Ros Lysychuk, all of eight years old but with the wary look of someone much older, wanted to know how he would find his classroom, in a new school, new city and new country that he’d arrived in less than a week earlier.

“It’s simple. Just look for the Ukrainian flags,” his father Artem Lysychuk reassured him.

Earlier this month, Ros walked into the Grade 3 class at Topsail Elementary School in Conception Bay South, N.L., and saw his new classmates waving tiny blue and yellow flags of his homeland. It was a welcoming gesture for a boy whose world has been upended by war. Back home in Kolomyia, Ukraine, several of his former classmates have been killed in the fighting. His father says he doesn’t know how to tell him.

Three months ago, the Lysychuk family – including his mother, Yana Lysychuk, sister Sophia, 5, and five-month-old brother Lukian – had to abandon their life in the small city of about 40,000 people in western Ukraine. Before the sun rose on the morning of Feb. 24, Russian missiles targeted Kolomyia’s airport, just a few kilometres away. The parents woke their children and told them they needed to leave – immediately.
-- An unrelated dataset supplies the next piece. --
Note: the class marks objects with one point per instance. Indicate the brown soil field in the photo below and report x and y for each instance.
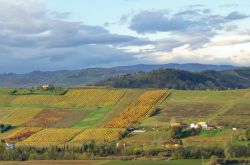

“I said, ‘Darling, wake up, it’s the war.’ It was terrible. Words no parent should ever have to say,” Mr. Lysychuk said, in English.

Canada has one of the world’s largest populations of people with Ukrainian heritage, yet Newfoundland and Labrador has one of the smallest – with just around 1,400 people. But the province, with a small army of volunteers, is resettling hundreds of Ukrainians as part of a massive humanitarian effort to connect the newcomers with jobs, homes, furniture, dishes, clothes, bank accounts, health care access, social insurance numbers and food.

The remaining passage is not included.